On Fri, Jul 26, 2013 at 4:04 PM, Scott Talbert <swt at techie.net> wrote:
> On Fri, 26 Jul 2013, Stephen Hemminger wrote:
>
>>> I'm writing an application using DPDK that transmits a large number of
>>> packets (it doesn't receive any).  When I transmit at 2 Gb/sec,
>>> everything
>>> will run fine for several seconds (receiver is receiving at correct
>>> rate),
>>> but then the NIC appears to get 'stuck' and doesn't transmit any more
>>> packets.  In this state, rte_eth_tx_burst() is returning zero (suggesting
>>> that there are no available transmit descriptors), but even if I sleep()
>>> for a second and try again, rte_eth_tx_burst() still returns 0.  It
>>> almost
>>> appears as if a packet gets stuck in the transmit ring and keeps
>>> everything from flowing.  I'm using an Intel 82599EB NIC.
>>>
>> Make sure there is enough memory for mbufs.
>> Also what is your ring size and transmit free threshold?
>> It is easy to instrument the driver to see where it is saying "no space
>> left"
>> Also be careful with threshold values, many values of
>> pthresh/hthresh/wthresh
>> don't work.

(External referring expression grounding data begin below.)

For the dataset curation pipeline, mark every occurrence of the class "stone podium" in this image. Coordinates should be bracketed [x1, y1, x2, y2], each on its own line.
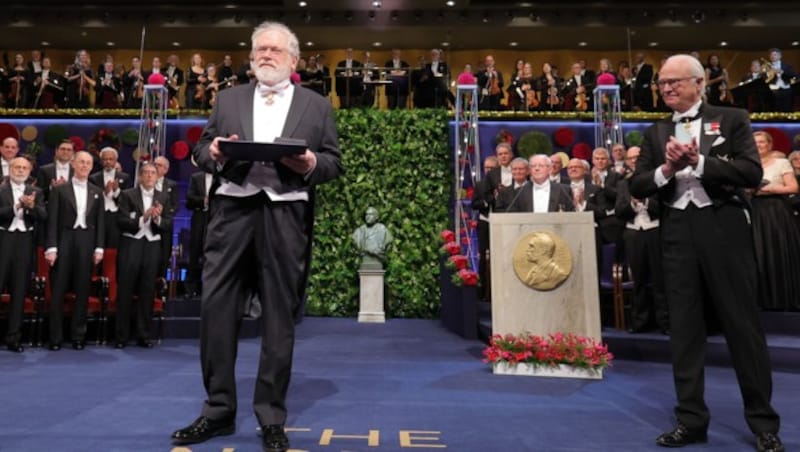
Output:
[358, 269, 386, 323]
[489, 212, 601, 341]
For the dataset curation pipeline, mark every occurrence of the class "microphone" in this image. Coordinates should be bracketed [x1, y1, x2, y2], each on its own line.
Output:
[504, 181, 528, 212]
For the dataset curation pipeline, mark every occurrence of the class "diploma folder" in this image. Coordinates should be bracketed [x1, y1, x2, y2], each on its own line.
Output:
[218, 138, 307, 162]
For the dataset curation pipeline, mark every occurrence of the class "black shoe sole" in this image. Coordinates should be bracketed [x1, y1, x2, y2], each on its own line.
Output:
[171, 424, 236, 445]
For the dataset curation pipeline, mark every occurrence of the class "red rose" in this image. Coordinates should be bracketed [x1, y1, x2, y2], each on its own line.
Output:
[444, 241, 461, 255]
[440, 230, 455, 243]
[458, 269, 478, 286]
[466, 187, 474, 199]
[449, 255, 468, 270]
[468, 220, 478, 229]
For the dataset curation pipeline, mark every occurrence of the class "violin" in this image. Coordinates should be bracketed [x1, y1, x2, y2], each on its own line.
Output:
[522, 80, 538, 109]
[575, 91, 588, 111]
[547, 82, 560, 108]
[488, 68, 501, 96]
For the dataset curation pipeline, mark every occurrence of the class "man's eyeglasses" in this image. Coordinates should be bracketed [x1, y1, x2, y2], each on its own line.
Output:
[656, 77, 697, 89]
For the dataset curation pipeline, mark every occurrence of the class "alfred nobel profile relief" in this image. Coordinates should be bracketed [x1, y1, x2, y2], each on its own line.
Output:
[512, 231, 573, 290]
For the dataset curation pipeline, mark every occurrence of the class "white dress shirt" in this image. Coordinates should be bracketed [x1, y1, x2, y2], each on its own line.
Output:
[570, 180, 586, 211]
[8, 182, 28, 232]
[627, 198, 660, 231]
[500, 165, 512, 187]
[56, 161, 70, 182]
[532, 180, 551, 213]
[122, 187, 161, 242]
[102, 169, 121, 212]
[72, 179, 89, 229]
[654, 100, 711, 209]
[1, 158, 9, 178]
[216, 81, 309, 202]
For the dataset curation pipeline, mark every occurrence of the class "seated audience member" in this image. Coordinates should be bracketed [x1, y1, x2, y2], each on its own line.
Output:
[114, 163, 172, 349]
[566, 158, 600, 213]
[0, 157, 46, 352]
[614, 147, 668, 333]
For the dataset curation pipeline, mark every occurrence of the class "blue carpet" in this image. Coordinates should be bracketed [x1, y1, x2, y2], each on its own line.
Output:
[0, 317, 797, 452]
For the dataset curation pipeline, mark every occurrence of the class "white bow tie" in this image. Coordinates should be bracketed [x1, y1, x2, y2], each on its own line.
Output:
[258, 82, 289, 105]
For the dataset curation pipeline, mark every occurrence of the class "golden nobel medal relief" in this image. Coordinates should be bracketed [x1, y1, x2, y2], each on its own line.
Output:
[512, 231, 572, 291]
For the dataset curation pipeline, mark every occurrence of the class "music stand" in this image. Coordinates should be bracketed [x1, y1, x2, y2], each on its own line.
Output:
[731, 78, 770, 112]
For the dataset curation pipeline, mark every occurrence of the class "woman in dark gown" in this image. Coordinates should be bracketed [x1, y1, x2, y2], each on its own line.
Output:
[751, 131, 800, 310]
[705, 54, 728, 106]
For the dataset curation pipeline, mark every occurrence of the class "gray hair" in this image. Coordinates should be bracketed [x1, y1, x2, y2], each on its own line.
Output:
[251, 21, 300, 59]
[529, 154, 552, 167]
[592, 147, 610, 159]
[665, 54, 706, 93]
[99, 147, 118, 159]
[511, 157, 529, 168]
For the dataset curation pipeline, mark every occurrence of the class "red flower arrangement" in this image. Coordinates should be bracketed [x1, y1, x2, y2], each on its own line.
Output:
[495, 129, 515, 145]
[483, 332, 613, 370]
[440, 229, 479, 287]
[553, 127, 575, 148]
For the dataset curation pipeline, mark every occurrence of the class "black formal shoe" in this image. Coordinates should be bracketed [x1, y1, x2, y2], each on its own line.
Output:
[7, 343, 24, 353]
[114, 342, 126, 349]
[171, 416, 235, 445]
[756, 432, 784, 452]
[261, 424, 289, 452]
[136, 339, 154, 348]
[656, 423, 707, 447]
[49, 343, 62, 351]
[72, 341, 85, 350]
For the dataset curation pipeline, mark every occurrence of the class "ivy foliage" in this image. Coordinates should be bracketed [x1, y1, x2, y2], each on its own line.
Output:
[306, 108, 451, 318]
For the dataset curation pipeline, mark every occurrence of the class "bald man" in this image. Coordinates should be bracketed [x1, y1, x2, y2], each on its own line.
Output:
[1, 137, 21, 180]
[45, 151, 104, 351]
[0, 157, 46, 352]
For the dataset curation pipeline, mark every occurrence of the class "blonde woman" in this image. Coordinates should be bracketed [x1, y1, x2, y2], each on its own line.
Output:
[751, 131, 800, 310]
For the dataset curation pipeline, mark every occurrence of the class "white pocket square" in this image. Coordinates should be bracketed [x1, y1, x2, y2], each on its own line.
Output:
[711, 136, 726, 147]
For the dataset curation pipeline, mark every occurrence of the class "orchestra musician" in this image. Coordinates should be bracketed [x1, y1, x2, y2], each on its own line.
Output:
[7, 53, 30, 109]
[766, 48, 796, 112]
[218, 54, 239, 91]
[632, 52, 654, 111]
[384, 49, 410, 109]
[360, 51, 378, 108]
[32, 57, 64, 109]
[25, 50, 43, 108]
[422, 48, 450, 108]
[303, 54, 327, 97]
[123, 57, 145, 109]
[736, 59, 769, 113]
[704, 54, 729, 106]
[95, 61, 122, 109]
[562, 62, 594, 112]
[202, 64, 221, 109]
[165, 54, 184, 109]
[144, 56, 166, 88]
[185, 53, 206, 109]
[507, 59, 525, 111]
[65, 50, 95, 109]
[513, 62, 538, 112]
[538, 62, 563, 112]
[618, 62, 634, 111]
[335, 48, 363, 109]
[477, 55, 504, 110]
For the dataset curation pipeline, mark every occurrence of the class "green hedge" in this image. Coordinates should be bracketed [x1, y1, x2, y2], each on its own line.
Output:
[306, 108, 451, 318]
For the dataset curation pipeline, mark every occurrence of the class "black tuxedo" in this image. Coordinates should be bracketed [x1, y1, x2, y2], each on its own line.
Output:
[482, 166, 512, 213]
[416, 61, 449, 108]
[614, 178, 667, 332]
[95, 71, 122, 108]
[471, 176, 494, 301]
[185, 172, 211, 294]
[630, 103, 779, 434]
[501, 181, 575, 213]
[156, 177, 178, 278]
[36, 162, 74, 203]
[115, 186, 171, 344]
[633, 63, 655, 111]
[46, 180, 105, 345]
[89, 170, 131, 249]
[0, 183, 46, 344]
[592, 170, 623, 246]
[476, 69, 505, 111]
[384, 59, 410, 109]
[334, 59, 363, 108]
[193, 83, 343, 426]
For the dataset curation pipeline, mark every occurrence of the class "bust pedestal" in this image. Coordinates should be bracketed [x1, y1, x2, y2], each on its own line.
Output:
[358, 268, 386, 323]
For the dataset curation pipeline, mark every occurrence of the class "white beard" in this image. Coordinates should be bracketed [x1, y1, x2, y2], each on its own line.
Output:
[251, 60, 291, 86]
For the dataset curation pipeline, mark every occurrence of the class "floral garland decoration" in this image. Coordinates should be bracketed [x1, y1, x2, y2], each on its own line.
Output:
[88, 127, 122, 155]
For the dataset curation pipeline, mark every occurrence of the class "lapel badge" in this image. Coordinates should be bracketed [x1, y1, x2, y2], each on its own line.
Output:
[704, 122, 721, 135]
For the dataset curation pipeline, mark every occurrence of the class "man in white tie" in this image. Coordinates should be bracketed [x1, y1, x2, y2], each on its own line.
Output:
[114, 162, 171, 349]
[36, 139, 75, 203]
[89, 147, 130, 249]
[1, 137, 20, 181]
[630, 54, 783, 452]
[45, 151, 104, 351]
[0, 157, 46, 352]
[503, 155, 573, 213]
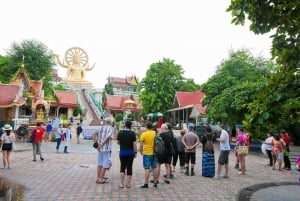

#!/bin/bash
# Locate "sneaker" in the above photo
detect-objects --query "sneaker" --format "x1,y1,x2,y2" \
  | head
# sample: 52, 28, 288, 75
190, 172, 195, 176
170, 174, 175, 179
140, 184, 148, 188
150, 180, 159, 184
153, 183, 158, 188
214, 176, 221, 180
221, 175, 229, 179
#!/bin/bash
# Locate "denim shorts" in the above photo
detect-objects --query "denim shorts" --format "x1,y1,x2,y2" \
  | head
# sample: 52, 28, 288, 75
143, 155, 158, 169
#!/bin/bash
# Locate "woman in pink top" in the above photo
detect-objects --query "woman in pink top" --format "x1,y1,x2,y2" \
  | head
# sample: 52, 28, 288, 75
235, 127, 247, 175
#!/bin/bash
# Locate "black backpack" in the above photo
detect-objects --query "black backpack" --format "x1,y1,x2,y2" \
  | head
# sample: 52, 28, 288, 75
154, 135, 165, 155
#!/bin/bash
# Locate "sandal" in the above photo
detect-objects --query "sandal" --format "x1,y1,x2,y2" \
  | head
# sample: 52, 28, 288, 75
126, 185, 131, 188
119, 185, 124, 188
96, 180, 109, 184
164, 179, 170, 184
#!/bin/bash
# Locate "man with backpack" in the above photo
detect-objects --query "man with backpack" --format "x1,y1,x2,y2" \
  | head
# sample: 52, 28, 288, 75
157, 123, 173, 184
139, 121, 159, 188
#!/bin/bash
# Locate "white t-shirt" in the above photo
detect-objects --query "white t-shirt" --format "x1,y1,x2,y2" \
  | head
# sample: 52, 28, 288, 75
220, 130, 230, 151
264, 136, 273, 150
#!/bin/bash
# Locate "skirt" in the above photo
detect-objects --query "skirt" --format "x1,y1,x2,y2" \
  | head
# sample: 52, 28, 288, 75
2, 143, 13, 151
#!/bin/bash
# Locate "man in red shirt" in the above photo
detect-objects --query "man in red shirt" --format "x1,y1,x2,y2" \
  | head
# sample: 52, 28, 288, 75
280, 130, 291, 170
32, 122, 45, 161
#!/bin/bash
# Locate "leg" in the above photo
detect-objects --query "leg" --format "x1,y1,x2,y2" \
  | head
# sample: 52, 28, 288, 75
2, 151, 7, 168
32, 143, 37, 161
7, 151, 11, 168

I would check the Intel reference manual for your hardware.
>
>
> Thanks for the tips.  I don't think I'm running out of mbufs, but I'll check
> that again.  I am using these values from one of the examples - which claim
> to be correct for the 82599EB.
>
> /*
>  * These default values are optimized for use with the Intel(R) 82599 10 GbE
>  * Controller and the DPDK ixgbe PMD. Consider using other values for other
>  * network controllers and/or network drivers.
>  */
> #define TX_PTHRESH 36 /**< Default values of TX prefetch threshold reg. */
> #define TX_HTHRESH 0  /**< Default values of TX host threshold reg. */
> #define TX_WTHRESH 0  /**< Default values of TX write-back threshold reg. */
>
> static const struct rte_eth_txconf tx_conf = {
>     .tx_thresh = {
>         .pthresh = TX_PTHRESH,
>         .hthresh = TX_HTHRESH,
>         .wthresh = TX_WTHRESH,
>     },
>     .tx_free_thresh = 0, /* Use PMD default values */
>     .tx_rs_thresh = 0, /* Use PMD default values */
> };
>
> /*
>  * Configurable number of RX/TX ring descriptors
>  */
> #define RTE_TEST_TX_DESC_DEFAULT 512
> static uint16_t nb_txd = RTE_TEST_TX_DESC_DEFAULT;
>

Scott,

I am wondering whether you use multiple cores accessing the same
receive queue. I had this problem before, but after I make the same
number of receiving queues as the number of receiving cores, the
problem disappeared. I did not dig more since I did not care how many
receive queues I have did not matter.